Hace una semana, en un paseo vespertino por las calles del residencial, mi hija de tres años me advirtió lo siguiente: “¡Papi, te voy a pisar!”. En ese momento ella caminaba junto a mí; tal vez dos pasos delante; así que en mi lógica adulta era imposible que se materializara aquella advertencia. Luego caí en la cuenta del juego: sus pies pequeños estaban sobre mi silueta reflejada en el asfalto. A medida que me movía de un lado a otro, sus entusiasmados pies procuraban mi sombra. Con afectos de padre le dije que aquello no era yo, sino un reflejo de mí por efectos de la luz del sol. Sin importarle mucho mi explicación “científica”; me convidó a lo importante: “juguemos a pisar…”.
Wittgenstein mostró que los grandes problemas filosóficos son, en el fondo, problemas de lenguaje. Más tarde se dio cuenta que hay diferentes juegos de lenguaje que reflejan distintos modos de vida. Usamos un determinado lenguaje dependiendo del modo vida en que estamos inmersos. En palabras más sencilla: muéstrame de qué y cómo hablas y te diré quién eres. En el fondo es un “exprésate, que deduciré lo que eres”. En este sentido, nuestros mayores problemas, dentro del marco de un estilo de vida, son traducibles y expresados en lenguaje.
Es natural que el estilo de vida de una niña esté, dada su etapa evolutiva, enmarcado por el mundo del juego. En este estadio del desarrollo humano, el mundo es un gran descubrimiento y el mejor modo de enfrentarlo es a través del juego. No en mi caso, como adulto. El juego no representa la totalidad de mis vivencias; sino que otras realidades me impelan, desde su poder, a tomarme las cosas un poco más en serio. No se anula el juego, sino que pasa a ser una ruptura vivencial en lo cotidiano, una aventura.
Entre las cuestiones del juego, que en mi opinión no se han dilucidado en su complejidad, está su relación con el ser y el aparecer. La dinámica del juego entre mi hija y yo me mostró la dialéctica entre lo que es y lo que realmente aparece. Mientras estuvimos en la diversión, fuimos de cierto modo “sinceros” al pensar que aquella silueta era y no era yo al mismo tiempo. Hubo de antemano un pacto de verdad que es intrínseco a todo juego: hay reglas y hay que respetarlas. Parte esencial del juego es respetar sus reglas, nos recordó Wittgenstein. Bajo las reglas del juego: soy mi silueta. Pero las reglas tienen vigor su existe también una intención, que John Searle llama de “simulación”. Jugar es entrar en un mundo simulado, así como lo hacemos cuando leemos una ficción literaria: autor y lector saben que aquello es un discurso ficcional; no hay que tomarlo muy en “serio”.
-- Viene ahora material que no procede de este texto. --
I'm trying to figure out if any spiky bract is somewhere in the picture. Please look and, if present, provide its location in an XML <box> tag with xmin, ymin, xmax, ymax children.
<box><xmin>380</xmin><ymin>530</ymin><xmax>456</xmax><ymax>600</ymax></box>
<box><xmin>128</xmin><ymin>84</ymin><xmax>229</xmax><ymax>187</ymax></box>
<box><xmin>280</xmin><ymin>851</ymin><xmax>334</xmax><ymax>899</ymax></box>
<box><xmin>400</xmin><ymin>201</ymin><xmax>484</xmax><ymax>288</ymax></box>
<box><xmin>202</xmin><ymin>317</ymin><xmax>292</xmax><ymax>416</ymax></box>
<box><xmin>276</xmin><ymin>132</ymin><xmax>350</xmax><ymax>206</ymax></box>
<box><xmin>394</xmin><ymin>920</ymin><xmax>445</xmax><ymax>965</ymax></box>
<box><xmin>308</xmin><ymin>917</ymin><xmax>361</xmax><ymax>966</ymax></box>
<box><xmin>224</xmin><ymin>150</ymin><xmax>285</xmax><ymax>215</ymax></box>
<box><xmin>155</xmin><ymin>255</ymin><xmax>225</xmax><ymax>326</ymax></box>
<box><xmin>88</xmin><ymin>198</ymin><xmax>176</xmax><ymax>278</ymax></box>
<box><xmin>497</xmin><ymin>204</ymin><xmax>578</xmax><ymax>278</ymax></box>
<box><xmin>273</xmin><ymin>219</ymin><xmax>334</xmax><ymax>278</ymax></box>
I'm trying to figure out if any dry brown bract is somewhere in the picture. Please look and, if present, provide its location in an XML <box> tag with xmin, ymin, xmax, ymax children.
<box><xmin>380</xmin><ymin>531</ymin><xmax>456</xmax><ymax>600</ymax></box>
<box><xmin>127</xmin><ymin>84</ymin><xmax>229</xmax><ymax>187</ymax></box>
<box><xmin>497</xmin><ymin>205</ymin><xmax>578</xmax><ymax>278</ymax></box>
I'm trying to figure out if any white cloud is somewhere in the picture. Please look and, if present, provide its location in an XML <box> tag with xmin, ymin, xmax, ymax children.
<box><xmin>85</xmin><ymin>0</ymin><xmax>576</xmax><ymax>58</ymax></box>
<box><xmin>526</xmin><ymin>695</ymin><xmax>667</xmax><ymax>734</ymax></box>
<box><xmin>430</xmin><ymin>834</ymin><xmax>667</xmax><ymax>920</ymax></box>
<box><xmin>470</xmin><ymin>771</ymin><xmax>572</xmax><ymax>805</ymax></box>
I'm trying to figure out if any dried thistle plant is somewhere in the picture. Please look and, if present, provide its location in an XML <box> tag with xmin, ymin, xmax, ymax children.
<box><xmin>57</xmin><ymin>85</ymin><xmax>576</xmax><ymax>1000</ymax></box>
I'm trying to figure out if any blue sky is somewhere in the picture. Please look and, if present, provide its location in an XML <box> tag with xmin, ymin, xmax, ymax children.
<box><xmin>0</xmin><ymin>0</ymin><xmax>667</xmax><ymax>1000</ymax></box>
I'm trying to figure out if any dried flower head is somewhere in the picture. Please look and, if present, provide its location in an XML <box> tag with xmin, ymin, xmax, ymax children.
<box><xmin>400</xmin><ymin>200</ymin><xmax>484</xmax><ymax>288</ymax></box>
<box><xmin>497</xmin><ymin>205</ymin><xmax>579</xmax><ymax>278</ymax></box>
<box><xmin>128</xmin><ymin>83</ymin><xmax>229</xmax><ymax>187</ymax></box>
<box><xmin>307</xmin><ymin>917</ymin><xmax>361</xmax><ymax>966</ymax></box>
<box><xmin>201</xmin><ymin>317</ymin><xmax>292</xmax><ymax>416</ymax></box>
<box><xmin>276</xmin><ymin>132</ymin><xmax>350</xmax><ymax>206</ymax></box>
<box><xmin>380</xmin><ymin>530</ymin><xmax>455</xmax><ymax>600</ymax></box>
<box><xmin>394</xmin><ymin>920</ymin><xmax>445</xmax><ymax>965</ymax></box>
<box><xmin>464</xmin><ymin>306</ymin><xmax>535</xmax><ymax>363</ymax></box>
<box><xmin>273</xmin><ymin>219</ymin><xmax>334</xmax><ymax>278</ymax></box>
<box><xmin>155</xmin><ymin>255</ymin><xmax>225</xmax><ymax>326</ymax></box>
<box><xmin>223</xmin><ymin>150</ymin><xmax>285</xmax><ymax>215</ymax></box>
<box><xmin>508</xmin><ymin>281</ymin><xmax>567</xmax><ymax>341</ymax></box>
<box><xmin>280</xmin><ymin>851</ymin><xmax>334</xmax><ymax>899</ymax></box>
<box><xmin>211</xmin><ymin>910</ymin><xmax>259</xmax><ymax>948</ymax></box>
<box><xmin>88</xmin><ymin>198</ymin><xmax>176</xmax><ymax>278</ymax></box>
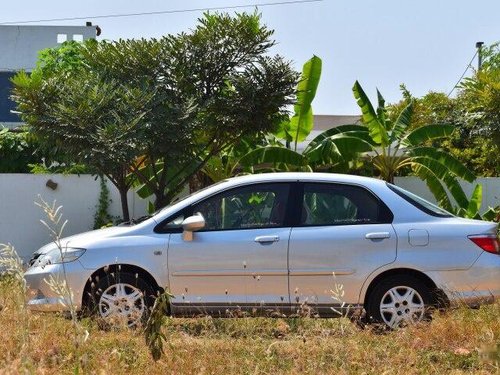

Fuera de la dinámica del juego: soy y no soy mi silueta. Aunque mi silueta no es sin mí, yo no soy mi silueta; lo que nos remite de nuevo al problema primero: ser o aparecer. Es obvio que afirmamos que lo importante es “ser”; pero no hay ser sin aparecer. El aparecer es un representar y representar significa “hacer presente de nuevo”. El representar es posible porque nos hacemos una “figura” de algo; pero este hacer se da en nuestra cabeza, está en el orden de la imaginación, en tanto que facultad y en nuestra percepción de lo representado; nunca coincide exactamente con lo que es en realidad.
La vida de adulto suspende este pacto de simulación; de ahí la seriedad con la que somos conminados a tomarla. Ella no es una “novela”, aunque tenga estructura narrativa. Tampoco es juego, en el mal sentido de la palabra. Aunque sí es “juego” en el buen sentido. La razón es sencilla: porque tiene sus reglas y tenemos que representar lo que somos bajos esas reglas.
Nadie se entera de lo que somos si no lo representamos para todos. En la medida en que mi aparecer está a la vista de todos, bajo el escrutinio público, desvelo lo que soy o lo que quiero que otros vean de lo que soy. Fuera del juego, en la vida, ser es aparecer.